LE RÊVE D'UNE FIN À LA JACQUES MESRINE
En guise de point final à sa "vie de merde", Mohamed Merah rêvait d'une mort spectaculaire. Une fin à la Jacques Mesrine, dont le récit de La Dernière Cavale a été retrouvé dans le salon du tueur, à côté d'une pile de livres sur l'islam. Ce n'est d'ailleurs peut-être pas une coïncidence s'il a choisi pour ses crimes un colt 45, ce pistolet dont l'ennemi public numéro un ne se séparait jamais. Les vidéos de ses crimes, qu'il a pris le soin de monter avant de les envoyer à Al-Jazira, la liste des rédactions à contacter (BFM, iTélé) retrouvée sur le bureau, signent une préparation minutieuse.
Jeudi 15 mars, il invite sa sœur Aïcha et son frère Abdelkader à partager une pizza et à boire un verre. Il se montre alors inhabituellement affectueux, à sa "manière de nous dire au revoir", interprète aujourd'hui Abdelklader Merah. Le jour même, quatre jours après un premier assassinat à Toulouse, deux militaires avaient été tués à Montauban et un autre grièvement blessé. Le lundi suivant, il exécutera quatre personnes et en blessera une cinquième devant l'école juive Ozar Hatorah, à Toulouse.

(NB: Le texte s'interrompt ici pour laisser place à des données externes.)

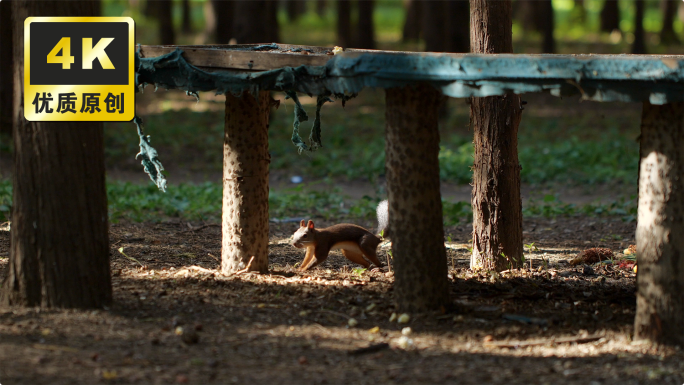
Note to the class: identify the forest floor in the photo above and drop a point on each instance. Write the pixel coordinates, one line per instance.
(172, 322)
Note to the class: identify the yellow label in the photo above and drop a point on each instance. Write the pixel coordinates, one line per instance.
(79, 69)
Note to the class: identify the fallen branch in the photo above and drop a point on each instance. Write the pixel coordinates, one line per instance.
(551, 341)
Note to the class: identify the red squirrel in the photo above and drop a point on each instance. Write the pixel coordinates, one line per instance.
(355, 242)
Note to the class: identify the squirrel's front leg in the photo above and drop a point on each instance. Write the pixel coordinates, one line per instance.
(318, 255)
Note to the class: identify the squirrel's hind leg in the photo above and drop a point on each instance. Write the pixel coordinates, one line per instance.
(355, 257)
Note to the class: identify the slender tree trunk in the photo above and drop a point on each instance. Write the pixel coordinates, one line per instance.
(667, 34)
(249, 18)
(660, 246)
(320, 7)
(187, 22)
(365, 29)
(6, 76)
(344, 23)
(245, 183)
(610, 16)
(433, 25)
(224, 11)
(457, 25)
(167, 35)
(497, 208)
(415, 205)
(639, 46)
(413, 20)
(59, 253)
(547, 18)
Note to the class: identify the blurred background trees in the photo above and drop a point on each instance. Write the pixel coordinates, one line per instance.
(539, 26)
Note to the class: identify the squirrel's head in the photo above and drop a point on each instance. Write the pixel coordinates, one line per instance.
(304, 235)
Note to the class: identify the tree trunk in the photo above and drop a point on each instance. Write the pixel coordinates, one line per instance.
(610, 16)
(320, 7)
(433, 25)
(167, 36)
(187, 22)
(6, 76)
(224, 11)
(660, 246)
(249, 19)
(547, 19)
(245, 183)
(457, 25)
(365, 29)
(344, 23)
(59, 252)
(415, 205)
(413, 21)
(497, 208)
(667, 34)
(639, 46)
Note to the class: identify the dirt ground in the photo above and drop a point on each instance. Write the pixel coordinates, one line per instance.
(556, 323)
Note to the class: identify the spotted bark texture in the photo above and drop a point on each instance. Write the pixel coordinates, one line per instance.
(497, 208)
(660, 229)
(245, 183)
(415, 204)
(59, 253)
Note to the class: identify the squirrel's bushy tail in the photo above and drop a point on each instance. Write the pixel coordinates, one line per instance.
(383, 218)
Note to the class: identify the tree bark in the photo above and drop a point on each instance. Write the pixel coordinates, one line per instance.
(187, 21)
(224, 11)
(660, 246)
(365, 29)
(344, 23)
(610, 16)
(497, 208)
(413, 21)
(415, 205)
(6, 76)
(59, 253)
(433, 25)
(167, 35)
(547, 19)
(667, 33)
(639, 46)
(457, 26)
(245, 183)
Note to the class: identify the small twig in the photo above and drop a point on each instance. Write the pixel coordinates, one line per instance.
(246, 269)
(368, 349)
(195, 229)
(522, 344)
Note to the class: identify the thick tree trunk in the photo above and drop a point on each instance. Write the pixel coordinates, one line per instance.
(639, 46)
(224, 11)
(245, 183)
(660, 245)
(167, 35)
(457, 25)
(610, 16)
(365, 29)
(59, 253)
(547, 19)
(344, 23)
(6, 76)
(497, 208)
(667, 34)
(415, 205)
(413, 20)
(433, 25)
(187, 22)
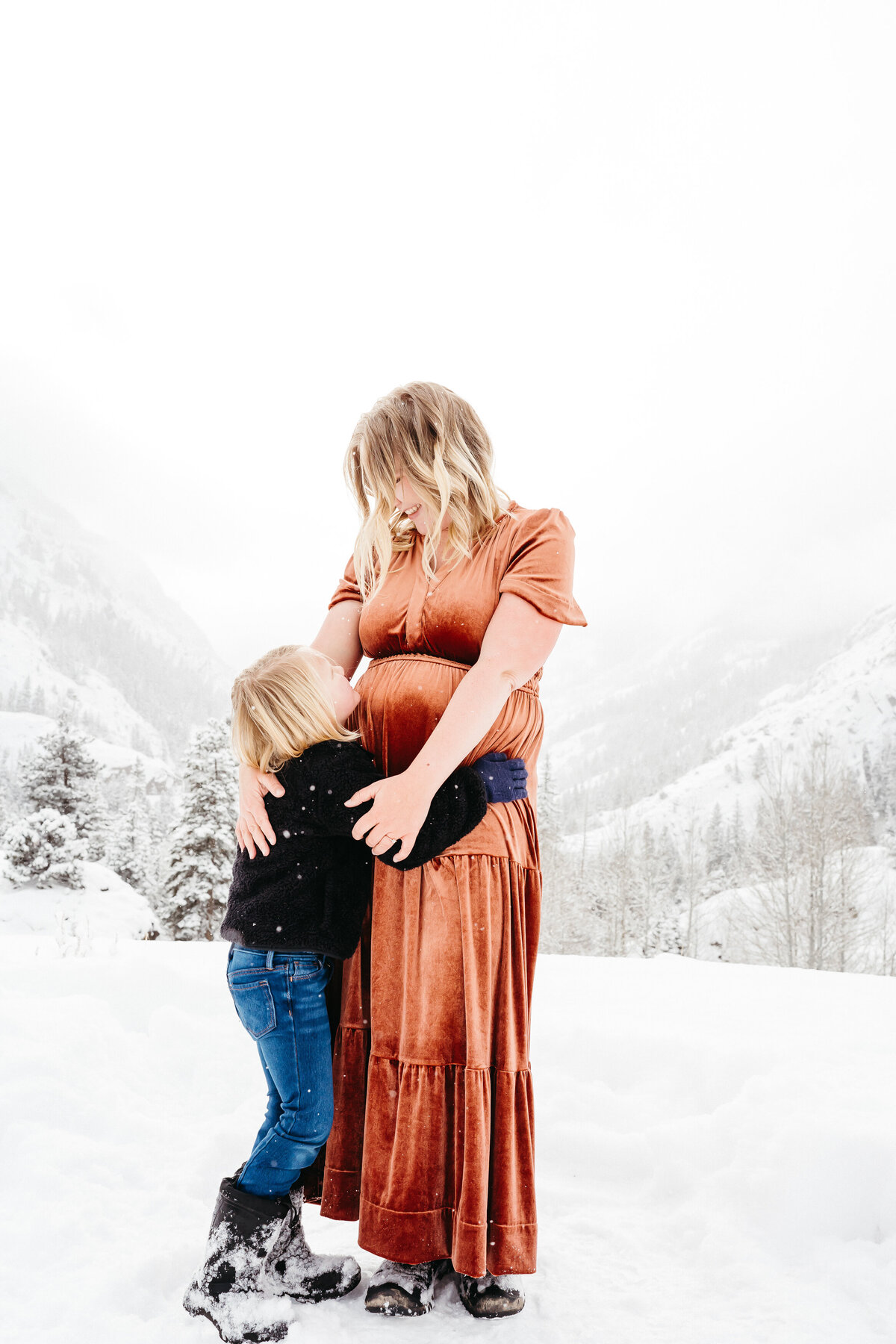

Le 21 mars, alors que son frère, retranché dans son appartement, venait d'accueillir les hommes du RAID avec une rafale de tirs, Souad Merah a reçu un appel des policiers pour qu'elle vienne "[lui] parle[r]". Abdelghani Merah était déjà là. Un mauvais pressentiment dans la nuit l'avait poussé à réveiller sa sœur Aïcha à 5 heures. Celle-ci a "prié qu'il se trompe". La mère de Mohamed Merah, elle, apprend la mort de son fils par les policiers, durant sa garde à vue. Son frère Kader a demandé aux policiers combien de balles il avait "pris".
Le père, enfin, était en Algérie, où il était reparti en 2004. Le dernier de ses garçons, Mohamed, le priait par lettres de revenir, mais lui aspirait à retrouver le pays qu'il avait dû quitter trop jeune. Lorsqu'il a appris que ce tueur fou à scooter qui semait la terreur en France n'était autre que son fils, M. Merah a couru s'acheter une parabole et, jusqu'à l'ultime assaut du RAID, n'a plus quitté son écran de télévision.